Genevieve on mobile culture

Genevieve Bell is one of my favorite researchers. Today, she spoke at Stanford and you can listen to her talk.

In June of 2002, Malaysian newsstands carried the latest issue of “Mobile Stuff” — a magazine geared toward Malaysia” growing population of mobile phone subscribers. On the cover, two young Malay men in clothing that suggests more LA hood and less KL suburbs, hold out their mobile phones to the camera beneath the banner headline “Real Men Use SMS.” Six months later, billboards in Shanghai carried the image of a woman’s shapely calves and ankles, bound with black patent leather ankle straps; positioned beneath one strap is her mobile phone.
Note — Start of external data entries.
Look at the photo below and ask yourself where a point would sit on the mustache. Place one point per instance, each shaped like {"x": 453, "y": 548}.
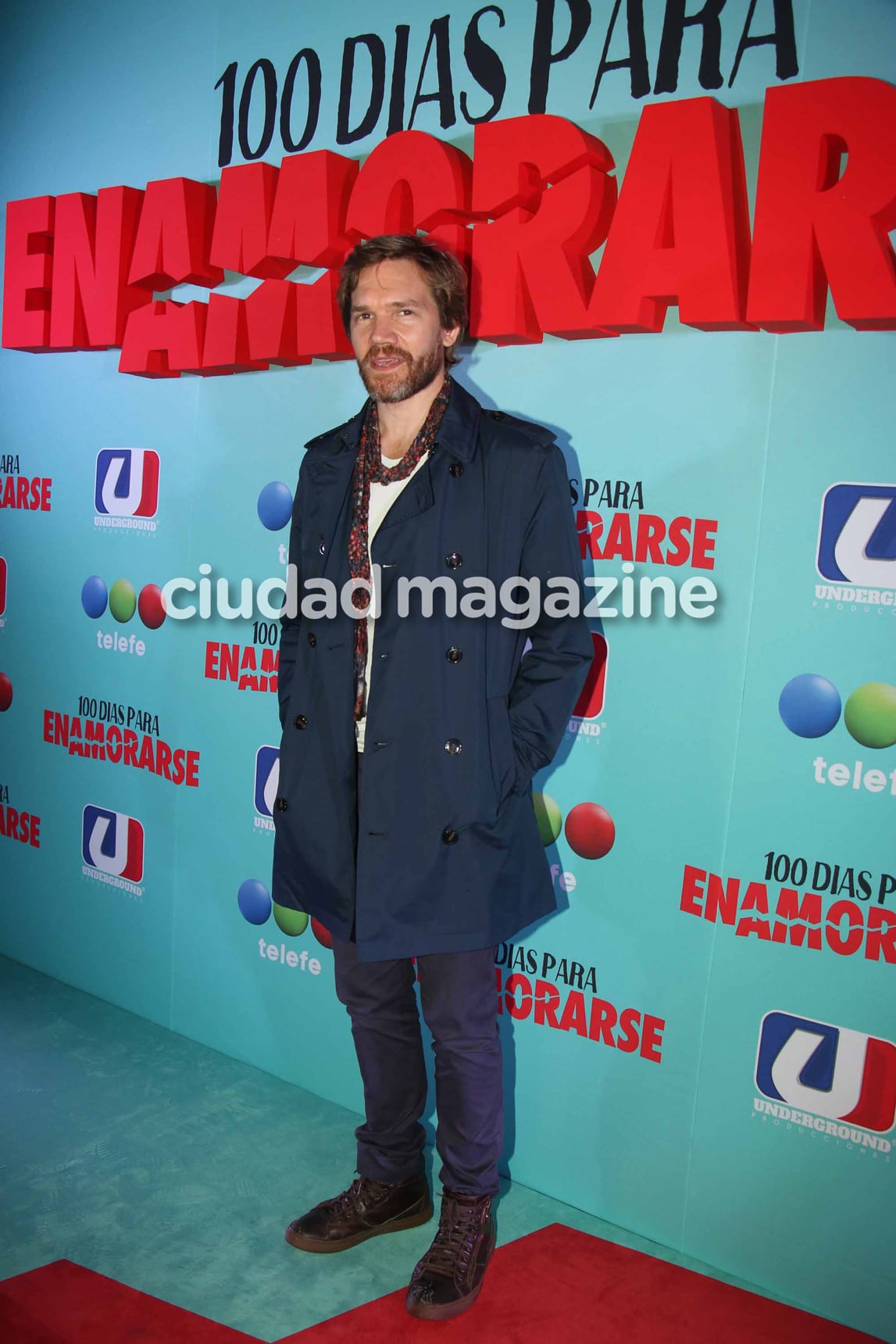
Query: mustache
{"x": 386, "y": 352}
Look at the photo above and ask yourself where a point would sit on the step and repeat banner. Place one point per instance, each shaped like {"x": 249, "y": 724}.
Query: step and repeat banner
{"x": 677, "y": 226}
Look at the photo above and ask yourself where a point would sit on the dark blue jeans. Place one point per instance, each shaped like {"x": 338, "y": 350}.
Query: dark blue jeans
{"x": 459, "y": 1007}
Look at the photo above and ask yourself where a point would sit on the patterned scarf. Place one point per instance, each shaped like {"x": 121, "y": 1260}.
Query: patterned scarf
{"x": 369, "y": 466}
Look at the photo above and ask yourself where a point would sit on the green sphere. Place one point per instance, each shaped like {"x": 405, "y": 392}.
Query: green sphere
{"x": 123, "y": 599}
{"x": 548, "y": 816}
{"x": 292, "y": 922}
{"x": 871, "y": 714}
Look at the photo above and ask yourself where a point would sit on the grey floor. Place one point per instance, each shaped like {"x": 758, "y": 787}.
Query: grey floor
{"x": 172, "y": 1168}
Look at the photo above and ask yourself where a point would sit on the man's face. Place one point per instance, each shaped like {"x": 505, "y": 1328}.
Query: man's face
{"x": 395, "y": 331}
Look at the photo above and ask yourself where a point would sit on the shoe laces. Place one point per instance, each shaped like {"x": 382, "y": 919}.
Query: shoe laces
{"x": 360, "y": 1190}
{"x": 459, "y": 1228}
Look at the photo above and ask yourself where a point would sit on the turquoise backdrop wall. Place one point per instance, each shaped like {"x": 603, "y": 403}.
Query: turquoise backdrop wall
{"x": 701, "y": 1039}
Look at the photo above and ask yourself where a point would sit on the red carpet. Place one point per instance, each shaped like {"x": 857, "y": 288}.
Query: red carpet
{"x": 554, "y": 1285}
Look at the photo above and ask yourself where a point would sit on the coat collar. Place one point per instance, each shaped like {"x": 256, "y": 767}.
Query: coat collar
{"x": 459, "y": 431}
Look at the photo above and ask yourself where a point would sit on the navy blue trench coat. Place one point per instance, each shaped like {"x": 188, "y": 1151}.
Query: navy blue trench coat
{"x": 445, "y": 853}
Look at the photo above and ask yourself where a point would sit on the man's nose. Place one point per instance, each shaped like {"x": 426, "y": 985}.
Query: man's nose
{"x": 383, "y": 332}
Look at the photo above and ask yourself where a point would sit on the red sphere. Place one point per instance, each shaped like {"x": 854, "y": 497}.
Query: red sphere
{"x": 323, "y": 935}
{"x": 590, "y": 830}
{"x": 151, "y": 606}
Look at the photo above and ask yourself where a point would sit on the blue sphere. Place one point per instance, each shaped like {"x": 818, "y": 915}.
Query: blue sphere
{"x": 95, "y": 597}
{"x": 809, "y": 706}
{"x": 254, "y": 901}
{"x": 276, "y": 506}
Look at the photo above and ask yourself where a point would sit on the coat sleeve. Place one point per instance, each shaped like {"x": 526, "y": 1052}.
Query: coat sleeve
{"x": 291, "y": 620}
{"x": 552, "y": 672}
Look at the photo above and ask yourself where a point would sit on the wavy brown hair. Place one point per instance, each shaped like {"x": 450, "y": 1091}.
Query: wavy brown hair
{"x": 441, "y": 269}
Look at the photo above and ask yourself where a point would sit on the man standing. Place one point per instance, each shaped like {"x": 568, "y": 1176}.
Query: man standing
{"x": 431, "y": 849}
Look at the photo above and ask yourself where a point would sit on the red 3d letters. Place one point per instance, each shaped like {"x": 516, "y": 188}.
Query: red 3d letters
{"x": 526, "y": 216}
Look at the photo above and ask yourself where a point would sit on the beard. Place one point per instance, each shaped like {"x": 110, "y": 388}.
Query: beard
{"x": 412, "y": 375}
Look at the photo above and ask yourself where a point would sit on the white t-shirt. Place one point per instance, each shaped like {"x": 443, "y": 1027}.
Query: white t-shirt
{"x": 383, "y": 495}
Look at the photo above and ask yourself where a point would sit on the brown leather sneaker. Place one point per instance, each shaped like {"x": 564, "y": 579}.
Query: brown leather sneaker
{"x": 449, "y": 1277}
{"x": 367, "y": 1209}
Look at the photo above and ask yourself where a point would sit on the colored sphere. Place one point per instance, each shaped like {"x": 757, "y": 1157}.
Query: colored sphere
{"x": 254, "y": 901}
{"x": 276, "y": 506}
{"x": 590, "y": 831}
{"x": 323, "y": 935}
{"x": 151, "y": 606}
{"x": 123, "y": 599}
{"x": 809, "y": 706}
{"x": 548, "y": 816}
{"x": 95, "y": 597}
{"x": 871, "y": 714}
{"x": 292, "y": 922}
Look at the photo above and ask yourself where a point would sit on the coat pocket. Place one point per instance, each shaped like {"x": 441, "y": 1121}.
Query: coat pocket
{"x": 503, "y": 756}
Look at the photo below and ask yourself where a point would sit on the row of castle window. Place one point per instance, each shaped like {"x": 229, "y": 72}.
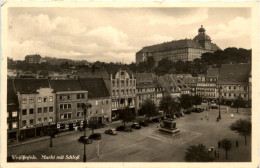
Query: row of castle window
{"x": 39, "y": 110}
{"x": 39, "y": 99}
{"x": 39, "y": 121}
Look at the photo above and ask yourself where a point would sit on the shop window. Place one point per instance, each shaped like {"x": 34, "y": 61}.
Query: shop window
{"x": 14, "y": 125}
{"x": 24, "y": 111}
{"x": 39, "y": 99}
{"x": 45, "y": 99}
{"x": 39, "y": 120}
{"x": 31, "y": 111}
{"x": 24, "y": 123}
{"x": 14, "y": 114}
{"x": 45, "y": 109}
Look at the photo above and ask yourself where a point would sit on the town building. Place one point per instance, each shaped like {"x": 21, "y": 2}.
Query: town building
{"x": 37, "y": 106}
{"x": 33, "y": 59}
{"x": 233, "y": 81}
{"x": 69, "y": 98}
{"x": 122, "y": 85}
{"x": 192, "y": 83}
{"x": 184, "y": 50}
{"x": 147, "y": 87}
{"x": 207, "y": 84}
{"x": 99, "y": 98}
{"x": 12, "y": 113}
{"x": 173, "y": 86}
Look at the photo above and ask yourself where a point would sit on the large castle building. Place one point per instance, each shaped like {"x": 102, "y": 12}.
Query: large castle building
{"x": 184, "y": 50}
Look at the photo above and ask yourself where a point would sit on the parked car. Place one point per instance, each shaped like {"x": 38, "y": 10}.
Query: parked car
{"x": 95, "y": 136}
{"x": 124, "y": 129}
{"x": 143, "y": 123}
{"x": 136, "y": 126}
{"x": 85, "y": 140}
{"x": 111, "y": 132}
{"x": 197, "y": 110}
{"x": 158, "y": 120}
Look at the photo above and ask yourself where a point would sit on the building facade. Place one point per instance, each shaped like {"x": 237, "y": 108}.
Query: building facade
{"x": 99, "y": 98}
{"x": 123, "y": 90}
{"x": 69, "y": 98}
{"x": 37, "y": 106}
{"x": 233, "y": 81}
{"x": 12, "y": 113}
{"x": 147, "y": 87}
{"x": 184, "y": 50}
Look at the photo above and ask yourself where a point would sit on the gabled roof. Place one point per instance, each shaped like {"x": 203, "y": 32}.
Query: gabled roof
{"x": 185, "y": 43}
{"x": 234, "y": 73}
{"x": 12, "y": 99}
{"x": 96, "y": 87}
{"x": 212, "y": 72}
{"x": 30, "y": 85}
{"x": 65, "y": 85}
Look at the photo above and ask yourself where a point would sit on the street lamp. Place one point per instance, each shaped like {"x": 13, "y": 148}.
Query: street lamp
{"x": 219, "y": 115}
{"x": 85, "y": 108}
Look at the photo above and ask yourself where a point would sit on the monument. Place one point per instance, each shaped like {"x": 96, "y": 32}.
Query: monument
{"x": 168, "y": 127}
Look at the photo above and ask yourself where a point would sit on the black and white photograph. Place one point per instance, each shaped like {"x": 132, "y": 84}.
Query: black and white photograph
{"x": 119, "y": 84}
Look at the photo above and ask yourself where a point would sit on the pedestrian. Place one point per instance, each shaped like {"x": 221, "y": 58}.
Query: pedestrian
{"x": 236, "y": 143}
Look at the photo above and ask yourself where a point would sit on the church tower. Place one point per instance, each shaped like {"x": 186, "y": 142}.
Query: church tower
{"x": 203, "y": 39}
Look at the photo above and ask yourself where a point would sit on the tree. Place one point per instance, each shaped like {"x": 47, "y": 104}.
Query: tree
{"x": 196, "y": 100}
{"x": 242, "y": 127}
{"x": 239, "y": 102}
{"x": 126, "y": 115}
{"x": 226, "y": 144}
{"x": 148, "y": 108}
{"x": 198, "y": 154}
{"x": 185, "y": 101}
{"x": 93, "y": 124}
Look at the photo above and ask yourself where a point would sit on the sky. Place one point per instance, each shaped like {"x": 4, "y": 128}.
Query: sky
{"x": 116, "y": 34}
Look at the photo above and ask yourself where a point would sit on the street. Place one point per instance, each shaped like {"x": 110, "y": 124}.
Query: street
{"x": 146, "y": 144}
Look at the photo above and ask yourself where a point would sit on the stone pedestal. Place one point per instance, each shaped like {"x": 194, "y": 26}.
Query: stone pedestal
{"x": 169, "y": 127}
Beyond their utility as a technology of information exchange, mobile phones it appears have inserted themselves into the cultural fabric of societies across the world. Using comparative cases from Asia, this talk explores how mobile phones, and their various accoutrements, have become key symbolic markers of identities. I argue that mobile phones, rather than facilitating an idealized universal communication, actually contribute to the re-inscription of local particularity and cultural difference as dimensions of a larger political economy of value. Making sense of the different ways that cell phones are articulating with daily life provides an important perspective on the ways in which cultural patterns affect technology use.